After arriving in Mauritania and discovering that a badly closed fuel bottled and high temperature has let all our preciously found Jupiter White Fuel evaporate, our backs are up against the wall. Having stove problems can be a very big challenge when you are tired, sweaty and very hungry. We have a working hobo stove, and that’s it. That is of course, unless we want to try diesel again with our MSR which is just barely creeping along. Fuel which takes a whole box of matches to light and leaves the whole camp covered in a layer of black soot… I suppose that we can still call customer service and ask for a new stove. But then you have to deal with the postal service of Africa. And that… Is another story…

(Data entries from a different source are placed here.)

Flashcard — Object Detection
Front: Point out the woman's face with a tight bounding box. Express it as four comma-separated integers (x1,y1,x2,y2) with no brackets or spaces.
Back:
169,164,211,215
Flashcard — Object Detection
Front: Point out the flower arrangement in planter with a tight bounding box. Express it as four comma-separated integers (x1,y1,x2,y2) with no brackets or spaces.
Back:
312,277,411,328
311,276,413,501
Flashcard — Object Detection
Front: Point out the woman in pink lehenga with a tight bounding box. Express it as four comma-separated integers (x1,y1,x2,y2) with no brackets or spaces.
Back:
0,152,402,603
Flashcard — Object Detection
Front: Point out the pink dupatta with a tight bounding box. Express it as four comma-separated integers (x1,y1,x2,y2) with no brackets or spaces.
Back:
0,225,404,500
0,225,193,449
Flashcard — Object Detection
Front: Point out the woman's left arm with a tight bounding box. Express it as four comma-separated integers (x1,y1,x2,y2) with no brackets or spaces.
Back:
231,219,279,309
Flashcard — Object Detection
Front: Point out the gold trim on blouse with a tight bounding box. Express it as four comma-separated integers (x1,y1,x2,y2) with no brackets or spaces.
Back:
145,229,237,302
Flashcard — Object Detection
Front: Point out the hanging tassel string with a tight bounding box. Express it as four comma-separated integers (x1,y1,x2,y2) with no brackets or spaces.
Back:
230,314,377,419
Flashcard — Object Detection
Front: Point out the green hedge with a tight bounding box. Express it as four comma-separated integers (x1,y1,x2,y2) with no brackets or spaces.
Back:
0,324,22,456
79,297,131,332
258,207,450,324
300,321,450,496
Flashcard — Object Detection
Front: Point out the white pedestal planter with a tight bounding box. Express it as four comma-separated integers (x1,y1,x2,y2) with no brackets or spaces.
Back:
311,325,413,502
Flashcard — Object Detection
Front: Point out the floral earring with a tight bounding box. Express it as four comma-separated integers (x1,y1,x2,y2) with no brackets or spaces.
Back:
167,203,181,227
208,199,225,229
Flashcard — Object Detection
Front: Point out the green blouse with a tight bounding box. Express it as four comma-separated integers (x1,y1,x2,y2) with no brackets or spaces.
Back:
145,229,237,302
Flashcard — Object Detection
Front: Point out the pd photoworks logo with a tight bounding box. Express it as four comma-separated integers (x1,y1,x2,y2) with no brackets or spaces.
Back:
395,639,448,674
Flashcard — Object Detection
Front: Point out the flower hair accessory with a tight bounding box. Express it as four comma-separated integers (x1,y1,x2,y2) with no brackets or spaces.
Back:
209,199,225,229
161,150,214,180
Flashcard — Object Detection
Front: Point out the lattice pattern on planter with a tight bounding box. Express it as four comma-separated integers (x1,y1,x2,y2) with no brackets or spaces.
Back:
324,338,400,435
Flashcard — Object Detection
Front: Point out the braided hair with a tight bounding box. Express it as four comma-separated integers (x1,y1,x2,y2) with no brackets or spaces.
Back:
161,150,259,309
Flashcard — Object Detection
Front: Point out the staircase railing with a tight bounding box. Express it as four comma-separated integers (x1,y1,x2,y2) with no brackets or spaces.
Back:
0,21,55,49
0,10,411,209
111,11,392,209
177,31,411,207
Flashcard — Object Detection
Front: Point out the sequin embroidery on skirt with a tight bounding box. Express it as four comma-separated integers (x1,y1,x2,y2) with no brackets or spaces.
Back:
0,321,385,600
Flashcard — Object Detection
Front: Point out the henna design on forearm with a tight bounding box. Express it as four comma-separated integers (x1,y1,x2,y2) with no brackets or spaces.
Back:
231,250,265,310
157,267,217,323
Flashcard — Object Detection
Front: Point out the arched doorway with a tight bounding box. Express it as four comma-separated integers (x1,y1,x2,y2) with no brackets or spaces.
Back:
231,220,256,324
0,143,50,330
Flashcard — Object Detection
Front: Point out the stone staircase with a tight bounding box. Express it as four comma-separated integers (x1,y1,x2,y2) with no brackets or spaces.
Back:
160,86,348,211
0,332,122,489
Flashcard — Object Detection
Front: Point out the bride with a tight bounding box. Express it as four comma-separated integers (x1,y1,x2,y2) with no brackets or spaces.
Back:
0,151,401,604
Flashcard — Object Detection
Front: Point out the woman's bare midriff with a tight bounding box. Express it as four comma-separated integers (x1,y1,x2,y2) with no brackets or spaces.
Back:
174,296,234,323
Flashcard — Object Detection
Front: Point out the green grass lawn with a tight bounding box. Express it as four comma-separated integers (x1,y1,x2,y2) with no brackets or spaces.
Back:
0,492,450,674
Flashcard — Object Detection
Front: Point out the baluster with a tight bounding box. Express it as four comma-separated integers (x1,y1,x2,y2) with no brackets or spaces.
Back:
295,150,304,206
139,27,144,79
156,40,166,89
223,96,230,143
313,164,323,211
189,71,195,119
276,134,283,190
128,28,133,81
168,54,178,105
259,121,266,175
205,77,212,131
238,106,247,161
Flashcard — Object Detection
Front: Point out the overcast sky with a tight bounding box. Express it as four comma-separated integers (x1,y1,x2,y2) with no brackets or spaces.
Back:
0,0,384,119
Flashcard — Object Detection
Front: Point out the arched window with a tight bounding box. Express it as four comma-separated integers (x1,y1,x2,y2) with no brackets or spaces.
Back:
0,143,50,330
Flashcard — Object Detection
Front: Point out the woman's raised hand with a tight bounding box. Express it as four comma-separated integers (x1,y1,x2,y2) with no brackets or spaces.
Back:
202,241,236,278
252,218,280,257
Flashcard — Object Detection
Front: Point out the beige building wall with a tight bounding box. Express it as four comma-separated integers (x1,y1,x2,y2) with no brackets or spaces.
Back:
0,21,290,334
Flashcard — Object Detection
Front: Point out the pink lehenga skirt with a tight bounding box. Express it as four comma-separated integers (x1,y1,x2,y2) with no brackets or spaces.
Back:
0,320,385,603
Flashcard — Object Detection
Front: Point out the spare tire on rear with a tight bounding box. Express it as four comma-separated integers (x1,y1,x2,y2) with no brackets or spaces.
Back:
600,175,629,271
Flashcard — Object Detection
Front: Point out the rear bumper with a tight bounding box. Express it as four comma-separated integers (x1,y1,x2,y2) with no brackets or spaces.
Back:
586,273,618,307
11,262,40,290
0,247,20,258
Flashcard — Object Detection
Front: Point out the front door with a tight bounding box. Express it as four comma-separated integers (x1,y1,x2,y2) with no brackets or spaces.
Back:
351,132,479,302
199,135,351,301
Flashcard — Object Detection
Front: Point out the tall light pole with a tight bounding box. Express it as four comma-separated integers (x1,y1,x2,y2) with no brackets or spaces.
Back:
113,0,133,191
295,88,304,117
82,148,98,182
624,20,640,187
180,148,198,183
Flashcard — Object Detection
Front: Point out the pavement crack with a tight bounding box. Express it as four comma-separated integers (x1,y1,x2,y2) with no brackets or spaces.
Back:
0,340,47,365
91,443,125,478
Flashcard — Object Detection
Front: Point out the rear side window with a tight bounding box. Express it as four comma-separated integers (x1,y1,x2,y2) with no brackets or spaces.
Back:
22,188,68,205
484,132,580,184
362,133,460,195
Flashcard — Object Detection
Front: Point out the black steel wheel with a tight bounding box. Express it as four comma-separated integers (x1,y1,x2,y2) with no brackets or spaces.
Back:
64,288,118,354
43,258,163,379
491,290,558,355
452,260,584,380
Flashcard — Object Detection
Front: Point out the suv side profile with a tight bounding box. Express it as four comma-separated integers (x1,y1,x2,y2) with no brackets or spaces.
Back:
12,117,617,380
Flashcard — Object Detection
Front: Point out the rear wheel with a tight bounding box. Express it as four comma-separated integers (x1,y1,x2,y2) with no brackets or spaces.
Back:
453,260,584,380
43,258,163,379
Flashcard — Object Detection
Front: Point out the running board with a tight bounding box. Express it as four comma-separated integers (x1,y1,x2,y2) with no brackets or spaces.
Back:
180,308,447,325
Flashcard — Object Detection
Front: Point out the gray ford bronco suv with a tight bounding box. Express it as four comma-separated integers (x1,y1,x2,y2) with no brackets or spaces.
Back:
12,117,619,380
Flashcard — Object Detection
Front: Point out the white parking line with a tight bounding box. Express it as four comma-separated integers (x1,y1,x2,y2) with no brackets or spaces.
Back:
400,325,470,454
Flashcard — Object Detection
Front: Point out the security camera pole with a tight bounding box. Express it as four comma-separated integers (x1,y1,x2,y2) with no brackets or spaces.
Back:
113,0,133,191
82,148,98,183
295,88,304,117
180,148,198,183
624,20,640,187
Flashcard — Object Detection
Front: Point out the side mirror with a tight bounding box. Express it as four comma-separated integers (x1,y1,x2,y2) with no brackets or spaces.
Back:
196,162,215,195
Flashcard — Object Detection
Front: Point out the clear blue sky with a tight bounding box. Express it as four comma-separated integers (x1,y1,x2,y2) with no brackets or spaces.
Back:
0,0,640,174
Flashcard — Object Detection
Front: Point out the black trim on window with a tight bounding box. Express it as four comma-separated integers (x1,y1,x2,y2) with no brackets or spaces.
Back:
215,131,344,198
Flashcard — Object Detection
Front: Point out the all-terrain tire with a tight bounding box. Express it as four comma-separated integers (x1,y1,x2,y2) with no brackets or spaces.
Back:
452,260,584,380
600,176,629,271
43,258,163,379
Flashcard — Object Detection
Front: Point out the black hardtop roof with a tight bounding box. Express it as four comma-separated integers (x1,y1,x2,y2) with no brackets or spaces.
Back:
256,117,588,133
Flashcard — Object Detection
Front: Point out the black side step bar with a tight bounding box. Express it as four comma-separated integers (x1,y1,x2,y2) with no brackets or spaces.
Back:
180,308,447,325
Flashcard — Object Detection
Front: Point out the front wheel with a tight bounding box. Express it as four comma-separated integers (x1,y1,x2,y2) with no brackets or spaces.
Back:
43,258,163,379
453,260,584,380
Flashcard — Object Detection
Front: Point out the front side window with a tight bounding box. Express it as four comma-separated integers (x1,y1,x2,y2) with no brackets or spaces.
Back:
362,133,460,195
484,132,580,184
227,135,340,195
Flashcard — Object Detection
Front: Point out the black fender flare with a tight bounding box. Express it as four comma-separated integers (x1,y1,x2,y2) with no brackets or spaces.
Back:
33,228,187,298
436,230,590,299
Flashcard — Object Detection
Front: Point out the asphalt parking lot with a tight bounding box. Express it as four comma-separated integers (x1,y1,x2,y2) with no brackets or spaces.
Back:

Every piece of technology can also break down. Our stove keeps us fed and our wonderful little North Face tent keeps a roof over our heads. That is, until you can’t close the door anymore.


The zipper on our tent has broken. We are making our way towards the end of the Sahara desert and within a few days we will be entering “Malaria zone” with a front door which no longer closes. OK… No problem. Pick up the… Hey wait, we don’t even have a phone.


The western side of me says… Well, the short story is that North Face never even responded to our email.


A visit to the supposed “expert” in Mauritania’s capital of Nouakchott only gives our tent a second broken zipper. Paying him anyhow, we must now resort to magic and resourcefulness. Where can we find more of precisely the right zipper in a continent where there is so little of this type of technology. Resourcefulness says that our tent has other less used doors. All along we have been carrying a spare zipper or two without knowing it.


Taking out the sewing tools I start ripping our tent apart in several places and with Sylvie’s help carefully removing and re-shuffling zippers.


Sylvie and Hans Obenaus are missionaries with whom we are staying a few days in Nouakchott. Sylvie, a Swiss woman, who was born in Madagascar and raised in Indonesia, has lived many years in Cameroon, Senegal and Mauritania. Besides being a nurse and missionary, she is also a seamstress. Together we spend an afternoon puzzling and she sewing. We are able to come out of it with a working tent that has a front door which closes.


From now on, we will be able to sleep in the jungle without having to worry about snakes and scorpions, tsetse flies and Malaria infected mosquitoes. At least during the night that is.


We have reached the very edge of the Sahara desert on the Senegal River. Our little zippers won’t keep large animals out. Our little hobo stove won’t scare them away either. But at least for now, we are still on the road.


The biggest challenge now, is keeping our courage higher than the stifling heat, the fatigue, the mosquitoes, challenges and fears…


I suppose zippers and stoves and tents were not the worries of the Wright brother of of Saint Exupery. But perhaps inspiring others to live and be inventive was.

1 Reactions to: “Broken down in the desert”

  1. 1 Marian Febvre

    Hi A & C.
    You are resourceful and courageous! And you somehow manage to keep on going. The photos show you looking well and cheerful, in spite of the challenges…or perhaps because of the challenges that you are overcoming daily. And after all, I know that is a large part of what your trip is about. Learning the world, thinking and living ‘outside of the box’.
    There are as many perspectives of how to live as there are people, countries, religions, and you are exploring and experiencing them.
    We love you! and love reading what you write! Thank you for taking the time to share your travels with us ‘armchair travelers’.